Für den kohlverdrossenen Teil der Deutschen war das eine außerordentliche Perspektive. Das lag nicht nur daran, dass Engholm gar nicht wie ein Politiker, sondern wie ein Denker und Kulturmensch, ein „politischer Flaneur“ daher kam. Optisch gewann er das Publikum mit vornehmen Gesichtszügen (den Kopf nachdenklich schräg gelegt), akustisch mit wohlgesetzten norddeutschen Dehnungsvokalen. So einer wohnte natürlich mit drei Frauen in einer Kieler Villen-Etage (Ehefrau und zwei Töchter), winzerte im eigenen Weinberg im Rheingau, zitierte Kant und Äsop, während er versonnen an seiner Bruyereholzpfeife sog. Ich stellte ihn mir gerne vor, wie er beim Schimmer des Cognac-Glases, über die Seiten einer historisch-kritischen Buddenbrooks-Ausgabe gebeugt, in leiser Wehmut sich selbst wieder erkannte.

Dem Gewerkschaftsmief seiner sozialdemokratischen Partei setzte Engholm einen Willen zu Stil und Form und die Freiheit zu Lebens- und Kulturgenuss entgegen. Er strahlte umso mehr, da die Welt um ihn herum zuvor im stinkenden Morast versackt war. Die Barschel-Affäre von 1987 übertraf alles, was die Bundesrepublik bis dahin an Machtmissbrauch in höchsten Ämtern erlebt hatte.

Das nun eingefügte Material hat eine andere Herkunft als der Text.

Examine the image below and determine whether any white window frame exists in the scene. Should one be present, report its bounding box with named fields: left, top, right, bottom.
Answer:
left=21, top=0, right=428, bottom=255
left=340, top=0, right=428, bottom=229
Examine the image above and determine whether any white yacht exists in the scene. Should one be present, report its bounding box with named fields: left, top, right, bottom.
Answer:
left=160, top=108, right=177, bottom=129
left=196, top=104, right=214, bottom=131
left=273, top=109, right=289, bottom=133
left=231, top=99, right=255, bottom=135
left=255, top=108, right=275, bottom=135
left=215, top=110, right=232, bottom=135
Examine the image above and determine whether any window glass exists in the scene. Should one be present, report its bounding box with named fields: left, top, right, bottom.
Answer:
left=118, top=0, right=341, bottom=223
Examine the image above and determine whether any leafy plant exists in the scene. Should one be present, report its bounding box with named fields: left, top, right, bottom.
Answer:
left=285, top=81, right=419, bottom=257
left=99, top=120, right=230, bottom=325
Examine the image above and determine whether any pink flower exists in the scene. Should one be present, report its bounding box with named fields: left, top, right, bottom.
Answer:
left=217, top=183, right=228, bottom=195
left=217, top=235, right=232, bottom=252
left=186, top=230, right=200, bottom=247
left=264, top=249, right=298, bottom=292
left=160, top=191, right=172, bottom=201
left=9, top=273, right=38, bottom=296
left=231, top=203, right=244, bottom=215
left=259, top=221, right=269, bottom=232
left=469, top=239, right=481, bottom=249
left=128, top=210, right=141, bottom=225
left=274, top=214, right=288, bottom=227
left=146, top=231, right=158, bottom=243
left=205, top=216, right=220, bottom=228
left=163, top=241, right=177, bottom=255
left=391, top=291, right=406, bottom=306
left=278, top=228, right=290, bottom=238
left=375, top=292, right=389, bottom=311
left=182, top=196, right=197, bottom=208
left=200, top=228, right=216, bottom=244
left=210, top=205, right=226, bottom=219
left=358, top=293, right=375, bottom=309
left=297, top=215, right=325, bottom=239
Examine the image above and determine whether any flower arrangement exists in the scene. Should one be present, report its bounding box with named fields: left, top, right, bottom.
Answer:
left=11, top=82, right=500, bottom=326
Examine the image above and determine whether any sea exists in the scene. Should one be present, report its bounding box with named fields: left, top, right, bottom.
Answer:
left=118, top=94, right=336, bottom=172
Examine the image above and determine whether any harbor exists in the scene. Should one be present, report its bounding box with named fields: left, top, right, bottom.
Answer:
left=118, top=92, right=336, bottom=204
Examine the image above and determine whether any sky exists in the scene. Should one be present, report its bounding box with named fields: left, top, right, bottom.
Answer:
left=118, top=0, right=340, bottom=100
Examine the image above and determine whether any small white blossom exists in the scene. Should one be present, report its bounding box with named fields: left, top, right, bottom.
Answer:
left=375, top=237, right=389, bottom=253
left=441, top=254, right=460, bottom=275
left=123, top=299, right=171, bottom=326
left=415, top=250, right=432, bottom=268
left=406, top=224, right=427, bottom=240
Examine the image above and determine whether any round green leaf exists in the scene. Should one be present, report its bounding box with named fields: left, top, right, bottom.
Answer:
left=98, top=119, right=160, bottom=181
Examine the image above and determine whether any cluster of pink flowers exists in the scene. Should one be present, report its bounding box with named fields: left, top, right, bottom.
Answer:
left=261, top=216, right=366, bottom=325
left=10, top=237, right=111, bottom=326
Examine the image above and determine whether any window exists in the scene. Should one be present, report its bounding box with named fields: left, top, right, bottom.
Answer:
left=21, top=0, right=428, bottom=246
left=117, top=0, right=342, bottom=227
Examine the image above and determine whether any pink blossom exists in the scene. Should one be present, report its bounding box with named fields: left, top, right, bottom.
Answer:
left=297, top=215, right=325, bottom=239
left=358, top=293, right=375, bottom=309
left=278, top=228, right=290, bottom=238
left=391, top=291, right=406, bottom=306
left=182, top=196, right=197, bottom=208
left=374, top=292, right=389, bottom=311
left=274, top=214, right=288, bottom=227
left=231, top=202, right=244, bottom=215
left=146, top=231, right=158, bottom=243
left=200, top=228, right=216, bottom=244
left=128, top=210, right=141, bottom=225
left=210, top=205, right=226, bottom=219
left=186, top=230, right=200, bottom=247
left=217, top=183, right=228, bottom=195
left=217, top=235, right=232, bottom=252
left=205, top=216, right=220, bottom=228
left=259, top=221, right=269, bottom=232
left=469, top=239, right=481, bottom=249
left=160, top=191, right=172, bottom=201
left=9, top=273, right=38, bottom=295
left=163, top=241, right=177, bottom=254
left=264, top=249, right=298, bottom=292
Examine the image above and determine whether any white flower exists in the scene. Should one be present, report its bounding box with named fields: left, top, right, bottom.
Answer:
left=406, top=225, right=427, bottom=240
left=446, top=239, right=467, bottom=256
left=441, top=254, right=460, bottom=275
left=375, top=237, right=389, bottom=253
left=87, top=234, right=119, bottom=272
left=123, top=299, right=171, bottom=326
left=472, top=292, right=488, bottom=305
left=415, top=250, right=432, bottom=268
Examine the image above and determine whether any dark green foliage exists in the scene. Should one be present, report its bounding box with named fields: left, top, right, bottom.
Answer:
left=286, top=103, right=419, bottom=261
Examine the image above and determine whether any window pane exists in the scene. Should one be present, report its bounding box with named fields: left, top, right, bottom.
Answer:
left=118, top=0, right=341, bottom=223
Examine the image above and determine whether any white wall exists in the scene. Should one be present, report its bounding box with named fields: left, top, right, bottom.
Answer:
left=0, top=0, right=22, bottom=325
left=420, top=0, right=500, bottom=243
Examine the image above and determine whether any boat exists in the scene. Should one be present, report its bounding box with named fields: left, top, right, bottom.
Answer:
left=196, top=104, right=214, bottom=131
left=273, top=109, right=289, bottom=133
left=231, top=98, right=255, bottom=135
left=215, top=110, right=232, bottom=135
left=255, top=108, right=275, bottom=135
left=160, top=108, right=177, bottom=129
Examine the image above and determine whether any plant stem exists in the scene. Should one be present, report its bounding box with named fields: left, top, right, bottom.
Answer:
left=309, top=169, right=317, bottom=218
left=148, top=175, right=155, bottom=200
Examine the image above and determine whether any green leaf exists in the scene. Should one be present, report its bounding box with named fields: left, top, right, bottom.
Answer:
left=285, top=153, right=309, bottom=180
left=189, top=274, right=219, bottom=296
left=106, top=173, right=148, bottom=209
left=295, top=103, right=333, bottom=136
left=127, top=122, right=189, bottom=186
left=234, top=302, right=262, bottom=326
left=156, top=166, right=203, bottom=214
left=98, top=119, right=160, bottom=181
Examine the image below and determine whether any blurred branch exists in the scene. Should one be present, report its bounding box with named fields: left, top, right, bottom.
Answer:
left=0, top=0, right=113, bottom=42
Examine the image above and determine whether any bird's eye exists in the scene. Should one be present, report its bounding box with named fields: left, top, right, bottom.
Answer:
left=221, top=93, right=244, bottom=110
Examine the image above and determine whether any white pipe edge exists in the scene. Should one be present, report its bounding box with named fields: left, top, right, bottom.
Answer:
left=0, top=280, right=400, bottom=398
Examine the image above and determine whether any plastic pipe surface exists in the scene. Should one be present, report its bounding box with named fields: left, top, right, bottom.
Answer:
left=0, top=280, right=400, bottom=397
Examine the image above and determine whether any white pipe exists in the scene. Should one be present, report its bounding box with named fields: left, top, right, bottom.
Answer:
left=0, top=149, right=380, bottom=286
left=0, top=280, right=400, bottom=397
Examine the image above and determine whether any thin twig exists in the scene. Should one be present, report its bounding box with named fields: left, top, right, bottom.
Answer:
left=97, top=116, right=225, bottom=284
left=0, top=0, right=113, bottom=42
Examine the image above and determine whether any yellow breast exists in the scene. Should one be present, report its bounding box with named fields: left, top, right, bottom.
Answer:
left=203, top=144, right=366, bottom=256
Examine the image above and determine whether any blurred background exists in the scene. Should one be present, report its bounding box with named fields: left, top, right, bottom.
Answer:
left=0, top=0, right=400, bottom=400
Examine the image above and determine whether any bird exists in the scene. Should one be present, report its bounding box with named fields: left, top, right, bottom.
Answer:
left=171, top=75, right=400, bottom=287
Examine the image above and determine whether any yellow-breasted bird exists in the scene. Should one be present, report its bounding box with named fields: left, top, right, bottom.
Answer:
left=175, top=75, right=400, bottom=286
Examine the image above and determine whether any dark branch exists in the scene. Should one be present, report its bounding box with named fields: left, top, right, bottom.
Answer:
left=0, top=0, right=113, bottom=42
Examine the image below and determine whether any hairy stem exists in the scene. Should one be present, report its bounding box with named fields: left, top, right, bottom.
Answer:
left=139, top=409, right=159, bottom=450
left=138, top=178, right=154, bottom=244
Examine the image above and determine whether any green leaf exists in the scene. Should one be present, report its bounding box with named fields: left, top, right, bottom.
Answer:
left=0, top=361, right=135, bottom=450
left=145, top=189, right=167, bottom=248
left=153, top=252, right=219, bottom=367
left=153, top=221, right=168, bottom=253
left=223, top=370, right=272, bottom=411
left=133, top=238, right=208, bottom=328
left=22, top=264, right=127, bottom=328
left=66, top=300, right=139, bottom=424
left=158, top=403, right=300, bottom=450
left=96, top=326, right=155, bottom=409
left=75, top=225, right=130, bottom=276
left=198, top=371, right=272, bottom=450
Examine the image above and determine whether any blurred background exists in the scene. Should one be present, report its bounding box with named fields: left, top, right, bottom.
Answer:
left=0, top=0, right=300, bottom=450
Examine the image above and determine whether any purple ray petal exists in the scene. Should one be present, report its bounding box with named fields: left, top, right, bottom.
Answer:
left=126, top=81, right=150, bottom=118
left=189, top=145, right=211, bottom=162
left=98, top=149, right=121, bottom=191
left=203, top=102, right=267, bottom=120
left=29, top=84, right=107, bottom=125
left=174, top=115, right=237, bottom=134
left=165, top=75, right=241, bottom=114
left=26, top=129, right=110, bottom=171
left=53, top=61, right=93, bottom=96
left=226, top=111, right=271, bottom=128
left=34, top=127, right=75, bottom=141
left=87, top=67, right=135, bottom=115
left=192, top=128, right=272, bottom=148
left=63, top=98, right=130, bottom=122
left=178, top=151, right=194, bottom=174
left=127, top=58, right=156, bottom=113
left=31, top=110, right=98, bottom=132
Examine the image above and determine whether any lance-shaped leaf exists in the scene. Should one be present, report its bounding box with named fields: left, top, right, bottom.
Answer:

Schleswig-Holsteins Ministerpräsident Uwe Barschel wurde Opfer seiner eigenen Intrigen gegen Engholm, bis er in einer Genfer Badewanne ein ewig ungeklärtes Ende fand. Aus diesem Schurkenstück trat Björn Engholm ins Licht, schön und unschuldig, und forderte, die Regierenden hätten Beispiel und Vorbild zu sein. Wem wollte man das glauben, wenn nicht ihm, dem Kanzlerkandidaten der Herzen?

Aber dann machte er selbst den schönen Traum zunichte. Aus der Barschel-Affäre wucherte 1993 der Wurmfortsatz der Schubladen-Affäre, in der es um Schmiergeld aus einer Kieler Küchenschublade ging. Engholm, das musste er jetzt zugeben, hatte früher als stets behauptet von Barschels Machenschaften gewusst. Eine Peinlichkeit, die jeder gewöhnliche Politiker ausgesessen hätte, ihn aber unter seinen selbst errichteten Maßstäben in Wanken brachte. Glaubwürdigkeit und Integrität, sein viel beschworenes politisches Kapital, schmolzen dahin, und aus der Engholm-Fantasie wurde das Engholm-Dilemma: Weitermachen hieße, seinen moralischen Anspruch zu verleugnen; aufgeben hieße, die Hoffnung auf den neuen Politikstil gleich wieder zu begraben. Viele Enttäuschte sahen ihn auf der Flucht, beinahe wie erleichtert, als er seinen Rücktritt von sämtlichen Posten erklärte. Als Ministerpräsident und SPD-Vorsitzender, als Kanzlerkandidat und ersehnter Philosophenkönig. Es blieb Kohl, es kamen Scharping und Schröder.

Wie immer bei einem intensiven wie kurzlebigen Leuchten fragte man sich hinterher, ob es wirklich da gewesen war, und was es zu bedeuten hatte.